Посмотрев на штабель готовой продукции, Ашот пожевал губами, и закатил глаза к небу.

— Слющай! Сколько надо платить са рапот? — он был озадачен не на шутку, потому что торговаться из-за размера оплаты труда в его положении было просто неуместно. А по правилам коммерции — полагалось обязательно. От этого в глазах незадачливого негоцианта светилась вселенская скорбь.
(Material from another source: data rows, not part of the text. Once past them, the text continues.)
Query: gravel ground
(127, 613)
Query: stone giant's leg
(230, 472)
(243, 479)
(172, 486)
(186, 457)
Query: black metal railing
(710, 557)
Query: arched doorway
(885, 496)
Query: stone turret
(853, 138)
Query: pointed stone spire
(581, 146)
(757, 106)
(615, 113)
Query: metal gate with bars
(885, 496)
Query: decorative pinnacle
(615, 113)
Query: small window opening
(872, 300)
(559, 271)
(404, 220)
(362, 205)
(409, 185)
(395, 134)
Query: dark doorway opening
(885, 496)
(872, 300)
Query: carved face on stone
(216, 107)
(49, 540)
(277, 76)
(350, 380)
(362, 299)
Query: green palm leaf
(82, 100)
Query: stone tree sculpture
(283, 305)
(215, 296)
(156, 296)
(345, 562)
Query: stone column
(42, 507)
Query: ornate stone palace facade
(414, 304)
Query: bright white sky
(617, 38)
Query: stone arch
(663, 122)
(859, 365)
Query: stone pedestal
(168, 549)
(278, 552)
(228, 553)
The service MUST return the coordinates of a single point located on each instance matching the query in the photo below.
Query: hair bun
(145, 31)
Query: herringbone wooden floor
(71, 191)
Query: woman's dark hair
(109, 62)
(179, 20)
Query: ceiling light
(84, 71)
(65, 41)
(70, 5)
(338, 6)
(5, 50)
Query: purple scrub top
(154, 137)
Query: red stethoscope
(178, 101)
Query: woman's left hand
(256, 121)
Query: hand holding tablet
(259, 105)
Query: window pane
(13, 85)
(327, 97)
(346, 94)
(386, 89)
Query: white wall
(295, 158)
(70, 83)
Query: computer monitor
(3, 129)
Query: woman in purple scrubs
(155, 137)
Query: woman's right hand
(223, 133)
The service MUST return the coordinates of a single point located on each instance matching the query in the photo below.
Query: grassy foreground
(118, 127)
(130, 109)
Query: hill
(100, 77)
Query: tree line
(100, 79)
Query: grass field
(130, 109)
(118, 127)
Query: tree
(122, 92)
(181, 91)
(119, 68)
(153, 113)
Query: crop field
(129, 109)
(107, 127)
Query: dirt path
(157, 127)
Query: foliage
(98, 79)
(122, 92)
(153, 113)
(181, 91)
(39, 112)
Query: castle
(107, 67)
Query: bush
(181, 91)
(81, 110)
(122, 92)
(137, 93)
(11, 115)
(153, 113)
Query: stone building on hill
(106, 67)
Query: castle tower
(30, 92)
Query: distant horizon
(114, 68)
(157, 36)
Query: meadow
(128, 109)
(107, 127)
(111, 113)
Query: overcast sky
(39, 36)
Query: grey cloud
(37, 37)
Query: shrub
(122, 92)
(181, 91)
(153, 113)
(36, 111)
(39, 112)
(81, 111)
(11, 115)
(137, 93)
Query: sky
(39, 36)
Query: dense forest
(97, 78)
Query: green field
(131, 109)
— Пять рублей, — улыбнулась Дара. — Только утром. А до тех пор — не будить, — она устроилась на лавке в подсобке, подложив под голову руку. Хозяин посмотрел на неё с сочувствием — видимо затребованное вознаграждение не показалось ему обременительным — и одну из ещё теплых банок готового продукта затолкал под клапан рюкзака.

* * *

Свет карманного фонаря прямо в глаза и незнакомый голос:

— Смотри-ка ты, ещё одну пташку нашел, — вслед за чем твёрдая, но не грубая рука подняла Дару и поставила на ноги. — Просыпайся, глупая твоя голова. Пойдем с нами в место, где есть и крыша над головой, и люди, способные охранять сон невинных младенцев. Утром тебя отвезут к вашим. А то тут в незапертом пакгаузе как бы волк не утащил.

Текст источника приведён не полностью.